Sobre las críticas dirigidas a la gestión tras el accidente de Adamuz, Puente apuntó que las comparaciones con el presidente valenciano Carlos Mazón le resultan "ofensivas", alegando diferencias fundamentales en la asunción de responsabilidades en contextos de crisis. Según recoge Europa Press, el ministro insistió en que ha estado supervisando la situación "en todo momento", ofreciendo información detallada y explicaciones públicas tras la tragedia. "Si el listón es Mazón, yo estoy muy lejos", manifestó durante la entrevista.
Frente a los cuestionamientos sobre la atención a las advertencias de los maquinistas, Puente rechazó que existiera desatención a las demandas del colectivo profesional y explicó que las alertas de los conductores se relacionaban con cuestiones de confort y no de seguridad. "Las demandas de los maquinistas se atienden siempre. Otra cosa es que la corroboración objetiva de las incidencias que comunican confirme sus apreciaciones. En el tramo accidentado no hay ningún aviso relacionado ni con el incidente ni con la seguridad de la vía", precisó el ministro en la entrevista reproducida por Europa Press.
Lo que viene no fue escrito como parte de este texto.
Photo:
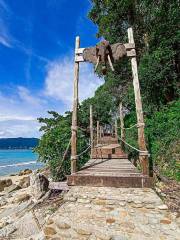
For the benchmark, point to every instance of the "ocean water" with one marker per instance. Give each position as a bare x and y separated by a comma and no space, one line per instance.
13,161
Sobre la posibilidad de aumentar el presupuesto destinado al mantenimiento ferroviario, Óscar Puente reconoció que podría evaluarse un incremento, especialmente orientado a mejorar el confort de la marcha, aunque pidió no vincular ese debate directamente con la causa del accidente. Argumentó que en caso de confirmarse un defecto de soldadura o del material del carril, este tipo de fallo "no tiene nada que ver con el mantenimiento" y correspondería a un problema técnico más complejo, según sus declaraciones a 'El País' recogidas por Europa Press.
Por último, el ministro desestimó cualquier relación entre el accidente ferroviario de Adamuz y el denominado "caso Koldo". Según sus palabras, trasladar ese asunto al ámbito de la política española resulta "muy pobre" y no contribuye a resolver el fondo del problema, una postura que, según Europa Press, enfatizó para centrar la atención en las causas factuales del accidente y en la implementación de medidas de mejora.